Earlier on Saturday, Mr Khan said “let’s have the conversation” about steps to align with the bloc.
He told the Fabian Society conference in London: “I’m not saying today we should rejoin the European Union. What I’m saying is that (shadow foreign secretary) David Lammy is on to something when he’s saying we should have a closer relationship with the European Union.”
He then suggested there is a code of silence meaning “you can’t talk about being close to the European Union, joining the single market, joining the customs union”.
He said “the economic cost of this extreme hard Brexit is huge”, pointing to a Cambridge Econometrics study which found that it has already cost the UK economy £140 billion and London £30 billion.
Mr Khan also said Rishi Sunak’s government is using its Rwanda deportation plan “in the same way they used Brexit – as a deflection of all the problems they’ve caused to our country”.
He called for the Labour Party to “speak up” on the benefits of immigration and diversity.

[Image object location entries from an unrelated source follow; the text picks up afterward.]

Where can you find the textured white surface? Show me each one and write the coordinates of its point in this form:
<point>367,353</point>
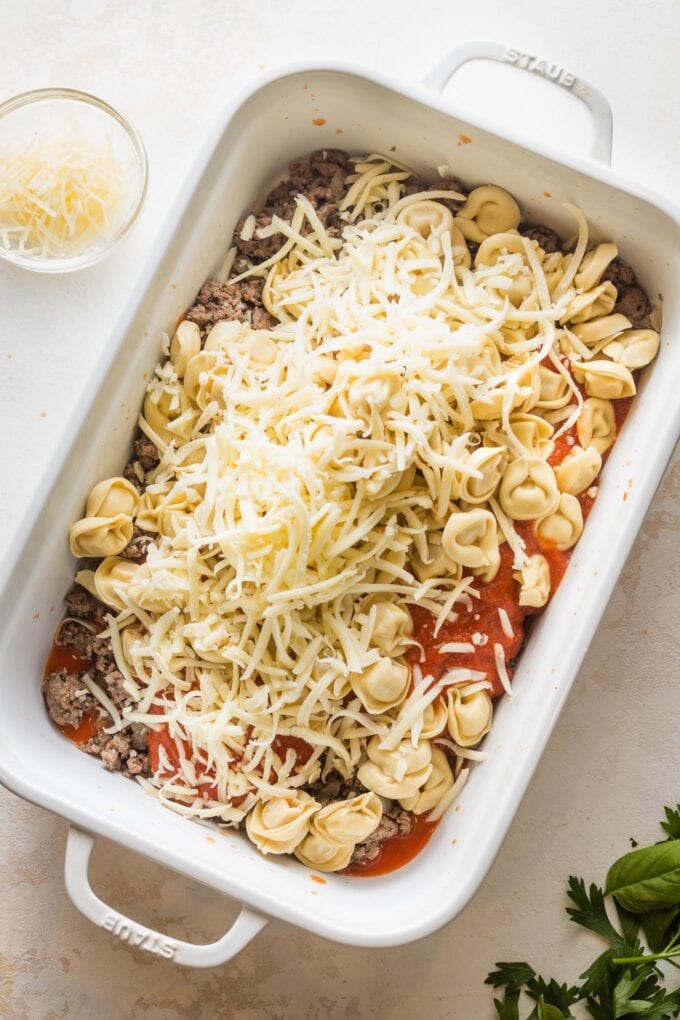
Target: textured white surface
<point>610,765</point>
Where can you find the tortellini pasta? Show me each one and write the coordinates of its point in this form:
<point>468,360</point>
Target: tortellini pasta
<point>112,497</point>
<point>633,348</point>
<point>335,830</point>
<point>438,782</point>
<point>533,432</point>
<point>277,825</point>
<point>534,578</point>
<point>112,574</point>
<point>381,685</point>
<point>591,305</point>
<point>487,210</point>
<point>470,714</point>
<point>578,470</point>
<point>563,527</point>
<point>470,538</point>
<point>555,390</point>
<point>607,379</point>
<point>430,219</point>
<point>164,409</point>
<point>488,461</point>
<point>437,563</point>
<point>397,773</point>
<point>107,526</point>
<point>598,328</point>
<point>391,627</point>
<point>593,265</point>
<point>596,424</point>
<point>434,719</point>
<point>528,489</point>
<point>185,344</point>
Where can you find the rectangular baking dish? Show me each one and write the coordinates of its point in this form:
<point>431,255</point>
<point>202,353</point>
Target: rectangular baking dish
<point>289,113</point>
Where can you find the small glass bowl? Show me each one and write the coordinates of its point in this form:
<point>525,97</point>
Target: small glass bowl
<point>45,108</point>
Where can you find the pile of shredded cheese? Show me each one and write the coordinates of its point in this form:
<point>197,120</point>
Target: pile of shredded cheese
<point>61,194</point>
<point>307,473</point>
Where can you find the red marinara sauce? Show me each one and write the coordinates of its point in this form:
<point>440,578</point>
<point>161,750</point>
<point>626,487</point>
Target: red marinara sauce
<point>397,851</point>
<point>65,658</point>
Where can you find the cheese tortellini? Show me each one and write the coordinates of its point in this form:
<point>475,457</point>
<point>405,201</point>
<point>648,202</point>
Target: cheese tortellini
<point>470,538</point>
<point>528,489</point>
<point>438,782</point>
<point>335,829</point>
<point>111,575</point>
<point>487,463</point>
<point>596,424</point>
<point>277,825</point>
<point>563,527</point>
<point>107,526</point>
<point>578,470</point>
<point>633,348</point>
<point>381,685</point>
<point>470,714</point>
<point>391,627</point>
<point>534,578</point>
<point>607,379</point>
<point>487,210</point>
<point>185,344</point>
<point>397,773</point>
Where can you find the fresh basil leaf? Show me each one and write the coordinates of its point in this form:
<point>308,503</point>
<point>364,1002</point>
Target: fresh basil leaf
<point>513,975</point>
<point>508,1008</point>
<point>672,824</point>
<point>588,910</point>
<point>547,1012</point>
<point>647,878</point>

Also at the think tank’s gathering, shadow Northern Ireland secretary Hilary Benn touted the benefits of a stronger alliance with the bloc amid growing geopolitical uncertainty.
He said the EU will breathe an “audible sigh of relief” if Labour wins the general election later this year.
“I think eventually there is going to be a moment when we look at each other across the Channel and say ‘you know what, we’re still big and important trading partners, we’re still friends and allies, we are co-operating on foreign policy and security and we need to do more of that … so wouldn’t it make sense to have a closer relationship?’”
He said this is important for the economy and for “building alliances in a dangerous world”.
The Labour frontbencher pointed to conflicts in Ukraine, the Middle East and Sudan, tensions over Taiwan, the threat of climate change and the risk of a second Donald Trump presidency.
“We should come together with those who share our common values to defend those values in the face of these threats,” he concluded.
“The best way to protect your sovereignty is to work with others.”